AI can now do things that would have required a team of technical specialists a few years ago, or that simply were not possible at all. Humanists can explore patterns across thousands of pages of archival material without writing a line of code. A literature seminar can analyze an entire genre. An oral history project can make decades of recordings searchable in an afternoon. A student can build an interactive archive as a course project that would have taken a development team two years ago.
That’s a genuine shift—not just in what’s accessible, but in the kinds of questions humanists can ask in the first place.
That reach comes with real costs, which we’ll get to. But the starting point is possibility: AI has opened research territory that was previously out of bounds, and we want to help you explore it.
Human-centered AI at Amaranth means the person doing the research stays responsible for the question, the evidence, the interpretation, and the audience. AI can help search, sort, describe, compare, and draft. It cannot decide what matters.
That is why we care about provenance and documentation. A useful AI workflow should make its steps visible: what sources were included, how they were prepared, what the model was asked to do, where the output came from, how it was checked, and what claims survived human review. If no one can explain how an AI-assisted interpretation was produced, it is not ready to become scholarship.
Some projects also need researcher-controlled or institutionally accountable AI. Community oral histories, Indigenous collections, unpublished archives, and sensitive cultural materials should not be treated as generic input for whatever tool is convenient. Human-centered AI asks who has a stake in the material, what permissions matter, and how the process can remain answerable to the people whose histories are involved.
Exploring patterns across texts. You have hundreds of newspaper articles, letters, government documents, or literary works. AI can help you identify recurring themes, trace how language shifts over time, compare rhetorical strategies, or surface connections you might not have found through close reading alone. You still decide what the patterns mean and which ones matter—but you can now see across a collection at a scale that changes what’s possible to ask.
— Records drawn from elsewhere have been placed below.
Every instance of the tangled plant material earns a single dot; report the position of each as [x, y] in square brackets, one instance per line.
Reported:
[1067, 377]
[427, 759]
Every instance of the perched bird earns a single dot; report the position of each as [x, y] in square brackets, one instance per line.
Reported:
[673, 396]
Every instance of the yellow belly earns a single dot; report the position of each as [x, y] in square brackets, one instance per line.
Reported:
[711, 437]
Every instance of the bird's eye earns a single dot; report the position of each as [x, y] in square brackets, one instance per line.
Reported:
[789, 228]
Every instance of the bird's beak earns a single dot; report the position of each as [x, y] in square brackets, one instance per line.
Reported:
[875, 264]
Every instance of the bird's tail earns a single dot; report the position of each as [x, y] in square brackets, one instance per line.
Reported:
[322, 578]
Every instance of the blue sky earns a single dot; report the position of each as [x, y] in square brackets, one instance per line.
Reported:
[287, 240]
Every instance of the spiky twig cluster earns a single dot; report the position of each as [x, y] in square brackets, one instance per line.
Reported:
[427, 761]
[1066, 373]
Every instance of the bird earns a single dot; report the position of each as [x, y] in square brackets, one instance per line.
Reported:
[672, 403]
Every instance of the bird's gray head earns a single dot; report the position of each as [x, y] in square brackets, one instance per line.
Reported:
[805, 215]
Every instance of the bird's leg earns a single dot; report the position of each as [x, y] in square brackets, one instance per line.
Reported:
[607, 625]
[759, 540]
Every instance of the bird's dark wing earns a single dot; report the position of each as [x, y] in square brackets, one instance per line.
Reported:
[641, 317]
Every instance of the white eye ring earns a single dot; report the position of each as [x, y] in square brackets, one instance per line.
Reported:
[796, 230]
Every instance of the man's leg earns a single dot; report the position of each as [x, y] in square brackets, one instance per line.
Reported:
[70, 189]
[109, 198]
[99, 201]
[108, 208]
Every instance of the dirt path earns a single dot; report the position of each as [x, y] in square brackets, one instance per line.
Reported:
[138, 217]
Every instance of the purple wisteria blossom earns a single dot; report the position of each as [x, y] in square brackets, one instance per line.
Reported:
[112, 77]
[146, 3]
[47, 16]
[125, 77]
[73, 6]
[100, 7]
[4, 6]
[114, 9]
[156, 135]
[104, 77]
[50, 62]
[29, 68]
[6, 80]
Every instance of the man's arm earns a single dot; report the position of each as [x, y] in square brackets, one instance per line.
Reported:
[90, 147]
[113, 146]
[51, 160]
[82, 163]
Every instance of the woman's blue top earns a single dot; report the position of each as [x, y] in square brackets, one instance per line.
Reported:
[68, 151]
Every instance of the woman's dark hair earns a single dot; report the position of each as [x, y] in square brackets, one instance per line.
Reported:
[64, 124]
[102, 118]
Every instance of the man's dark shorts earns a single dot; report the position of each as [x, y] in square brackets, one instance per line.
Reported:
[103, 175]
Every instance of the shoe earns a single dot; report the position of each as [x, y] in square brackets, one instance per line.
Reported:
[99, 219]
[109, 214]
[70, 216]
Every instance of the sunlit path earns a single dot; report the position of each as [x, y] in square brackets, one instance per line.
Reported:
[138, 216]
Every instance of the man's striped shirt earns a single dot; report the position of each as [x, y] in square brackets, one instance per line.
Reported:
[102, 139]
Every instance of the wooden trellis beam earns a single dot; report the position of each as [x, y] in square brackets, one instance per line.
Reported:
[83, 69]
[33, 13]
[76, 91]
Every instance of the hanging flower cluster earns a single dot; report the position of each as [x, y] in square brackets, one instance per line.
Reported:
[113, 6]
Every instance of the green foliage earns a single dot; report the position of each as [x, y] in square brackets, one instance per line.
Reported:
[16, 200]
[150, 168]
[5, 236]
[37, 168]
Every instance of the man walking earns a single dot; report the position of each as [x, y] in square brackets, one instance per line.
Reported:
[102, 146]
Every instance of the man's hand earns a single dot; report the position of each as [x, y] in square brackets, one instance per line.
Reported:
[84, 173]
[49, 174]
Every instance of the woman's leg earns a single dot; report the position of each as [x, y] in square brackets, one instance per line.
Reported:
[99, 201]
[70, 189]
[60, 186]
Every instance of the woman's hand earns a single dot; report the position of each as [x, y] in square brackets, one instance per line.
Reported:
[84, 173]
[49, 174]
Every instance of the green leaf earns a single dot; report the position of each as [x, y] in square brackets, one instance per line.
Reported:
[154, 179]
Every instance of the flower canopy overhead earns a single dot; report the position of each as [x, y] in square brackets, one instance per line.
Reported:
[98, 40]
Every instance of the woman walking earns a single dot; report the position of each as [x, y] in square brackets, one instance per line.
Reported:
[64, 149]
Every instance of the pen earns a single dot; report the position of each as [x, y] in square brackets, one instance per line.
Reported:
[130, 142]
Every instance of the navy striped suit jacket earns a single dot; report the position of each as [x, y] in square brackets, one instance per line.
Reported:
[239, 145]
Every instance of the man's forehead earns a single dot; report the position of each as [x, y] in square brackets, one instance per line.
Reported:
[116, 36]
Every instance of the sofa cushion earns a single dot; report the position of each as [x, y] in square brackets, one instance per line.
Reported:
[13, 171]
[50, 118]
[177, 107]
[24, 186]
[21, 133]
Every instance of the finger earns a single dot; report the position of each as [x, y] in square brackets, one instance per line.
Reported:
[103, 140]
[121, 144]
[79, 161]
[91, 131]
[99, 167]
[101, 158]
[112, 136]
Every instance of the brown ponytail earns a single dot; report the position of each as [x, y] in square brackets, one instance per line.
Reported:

Transcribing and searching oral histories. You have hours—maybe dozens of hours—of recorded interviews. AI can transcribe them quickly and let you search across the full collection: every mention of a place, a practice, a name, an emotion. The transcripts need human review (AI stumbles on names, accents, and specialized terms), but starting from a draft rather than silence saves enormous time and makes large collections usable in ways they weren’t before. For community oral history projects, materials that were difficult to use can become navigable.
Analyzing images and visual collections. You’re working with photographs, artworks, maps, or material objects. AI can help you identify visual patterns, compare compositions, tag and categorize at scale, or generate descriptions that make visual collections searchable by text. For digital exhibits, AI can also help you create or manipulate images to support your argument or narrative.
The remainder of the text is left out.